With this script passed to the instance as user data now it all falls into place, and can spin up new folding any time.

Then there are two ways to connect to the server and monitor it remotely:

  • the web client, on port 7396, with an interface like at the top of this post, or
  • using FAHClient desktop client, that can monitor and control multiple folding instances, and I feel has better control over & more information about what’s being done. This is by default on port 36330 and to work remotely, have to have a “password” set in the configuration.

Using these settings, the remote workload (both the CPU and GPU pops up, and possible to monitor & control:

And this should be done for now…

Notes & Future

Thus far I’ve learned:

  • A bit about spot instances. There are a lot more options which I haven’t touched and might be useful in general, such as targets & instance pools, using the time-limited spot instances, etc, but those are more in general, not in this particular case)
  • A lot about launch templates. They seem handy, though one request would be being able to edit the description of them, or when starting from a previous version, that description is pre-filled (which is currently not, unlike all the other settings).
  • Some apt/dpkg coercion tricks for non-interactive setup, though there seems to be a more to know. How nice it is on ArchLinux that non-interactive mode is basically a single -y flag away in pacman.
  • How to use user data, though that’s definitely just scratching the surface. What would be much better is to learn cloud-init instead, which seems much more like the proper way to supply files to install and scripts to run on these virtual machines.

I’ve also experienced that Folding@Home might be struggling a bit with the current load, earlier today the work servers (but now they seem to be okay), but also the statistics servers, so I’m guessing the whole infrastructure is under load. I wonder how are they set up, and where their bottlenecks are…

But now this is done, the ball is in the court of the research, keep them computational biochemistry research coming.

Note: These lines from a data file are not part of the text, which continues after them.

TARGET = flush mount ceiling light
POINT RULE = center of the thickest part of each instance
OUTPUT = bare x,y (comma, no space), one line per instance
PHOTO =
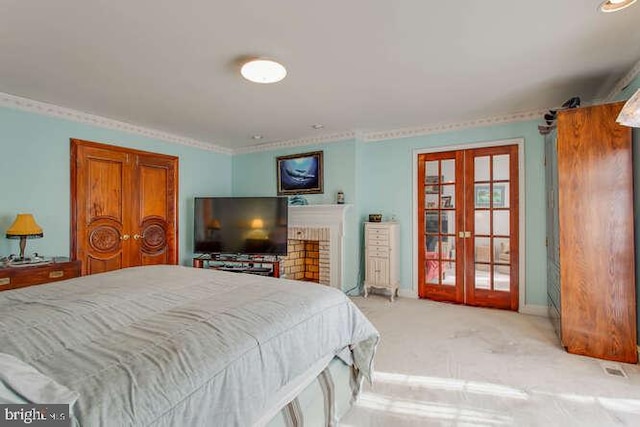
263,71
615,5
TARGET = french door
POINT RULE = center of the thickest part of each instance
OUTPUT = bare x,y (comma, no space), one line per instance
468,226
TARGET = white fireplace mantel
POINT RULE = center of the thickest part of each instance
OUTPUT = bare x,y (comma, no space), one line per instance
333,218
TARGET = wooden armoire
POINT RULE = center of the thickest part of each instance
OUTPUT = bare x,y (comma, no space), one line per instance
590,235
124,207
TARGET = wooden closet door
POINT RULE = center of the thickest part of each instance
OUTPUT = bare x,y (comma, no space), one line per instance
441,216
468,226
100,204
491,229
123,207
155,211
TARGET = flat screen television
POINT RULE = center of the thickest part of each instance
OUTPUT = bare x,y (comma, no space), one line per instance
241,225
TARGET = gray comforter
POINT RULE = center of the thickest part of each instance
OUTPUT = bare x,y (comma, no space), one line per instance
168,345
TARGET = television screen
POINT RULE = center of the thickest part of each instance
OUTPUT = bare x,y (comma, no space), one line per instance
241,225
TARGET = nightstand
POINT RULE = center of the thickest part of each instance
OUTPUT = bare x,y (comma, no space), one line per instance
37,274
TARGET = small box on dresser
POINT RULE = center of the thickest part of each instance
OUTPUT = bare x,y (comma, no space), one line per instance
37,274
382,256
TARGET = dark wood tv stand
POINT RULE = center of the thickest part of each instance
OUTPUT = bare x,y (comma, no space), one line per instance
251,264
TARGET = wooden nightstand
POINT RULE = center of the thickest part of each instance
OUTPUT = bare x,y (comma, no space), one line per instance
18,277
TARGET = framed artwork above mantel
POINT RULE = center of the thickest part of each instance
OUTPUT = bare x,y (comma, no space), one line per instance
300,173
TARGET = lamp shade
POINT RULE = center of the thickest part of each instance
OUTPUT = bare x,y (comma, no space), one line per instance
630,114
257,223
24,226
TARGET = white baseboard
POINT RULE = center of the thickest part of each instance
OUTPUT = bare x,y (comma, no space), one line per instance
534,310
407,293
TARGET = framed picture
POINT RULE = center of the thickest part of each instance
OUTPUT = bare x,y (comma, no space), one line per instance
300,174
483,199
431,184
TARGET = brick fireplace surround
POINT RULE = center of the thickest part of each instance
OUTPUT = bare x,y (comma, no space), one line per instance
316,241
308,257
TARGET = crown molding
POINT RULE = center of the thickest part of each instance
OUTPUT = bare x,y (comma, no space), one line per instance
623,82
25,104
298,142
446,127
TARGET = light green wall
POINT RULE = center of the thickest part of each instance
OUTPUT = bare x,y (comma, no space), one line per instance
626,93
377,177
254,174
386,186
34,172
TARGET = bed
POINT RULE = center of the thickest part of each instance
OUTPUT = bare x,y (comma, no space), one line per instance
177,346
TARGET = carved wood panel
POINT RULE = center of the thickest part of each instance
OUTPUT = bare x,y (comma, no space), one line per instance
124,207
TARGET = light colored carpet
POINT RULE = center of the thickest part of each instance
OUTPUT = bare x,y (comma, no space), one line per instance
449,365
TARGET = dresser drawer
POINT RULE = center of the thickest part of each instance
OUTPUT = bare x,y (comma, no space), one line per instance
18,277
378,251
378,237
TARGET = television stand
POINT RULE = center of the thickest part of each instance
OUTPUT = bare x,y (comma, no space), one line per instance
250,264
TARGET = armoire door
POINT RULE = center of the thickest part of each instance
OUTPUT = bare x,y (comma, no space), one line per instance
123,207
468,227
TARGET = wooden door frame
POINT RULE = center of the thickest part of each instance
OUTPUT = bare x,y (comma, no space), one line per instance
413,292
75,145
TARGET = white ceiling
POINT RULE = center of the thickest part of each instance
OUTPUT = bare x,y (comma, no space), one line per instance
354,65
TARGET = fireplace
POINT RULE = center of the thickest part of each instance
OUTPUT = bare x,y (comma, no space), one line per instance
309,255
321,227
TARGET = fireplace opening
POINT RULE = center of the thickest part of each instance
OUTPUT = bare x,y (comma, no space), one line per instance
303,261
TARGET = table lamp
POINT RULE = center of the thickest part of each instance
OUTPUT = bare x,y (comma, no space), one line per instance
23,228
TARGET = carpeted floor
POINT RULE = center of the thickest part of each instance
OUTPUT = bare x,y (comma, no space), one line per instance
448,365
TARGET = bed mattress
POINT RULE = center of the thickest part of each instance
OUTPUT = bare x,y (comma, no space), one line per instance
170,345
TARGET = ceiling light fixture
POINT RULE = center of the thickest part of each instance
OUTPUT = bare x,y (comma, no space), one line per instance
615,5
630,114
263,71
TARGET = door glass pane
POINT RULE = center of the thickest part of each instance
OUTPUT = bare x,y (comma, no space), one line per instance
482,265
481,169
448,196
500,223
450,248
501,278
501,167
449,275
501,195
501,250
482,195
431,201
449,226
431,168
482,223
448,171
432,268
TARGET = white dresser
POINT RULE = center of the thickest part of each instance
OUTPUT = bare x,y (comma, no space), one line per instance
382,256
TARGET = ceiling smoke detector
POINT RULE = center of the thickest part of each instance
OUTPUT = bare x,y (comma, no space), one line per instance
263,71
615,5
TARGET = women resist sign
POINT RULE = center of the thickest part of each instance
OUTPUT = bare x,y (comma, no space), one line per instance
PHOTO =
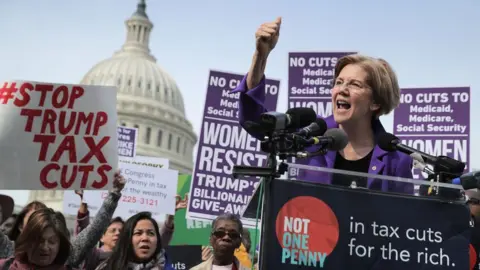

In the meantime keep safe, everyone. Wash hands, not touch faces, and take good care of people around you.

Edit 2020/03/14: Looking at their server stats and connecting up the dots with their project stats, they might have run out of relevant work items for the time being. That’s kinda both good (likely large response to their shout out) and a bummer (resources just idling).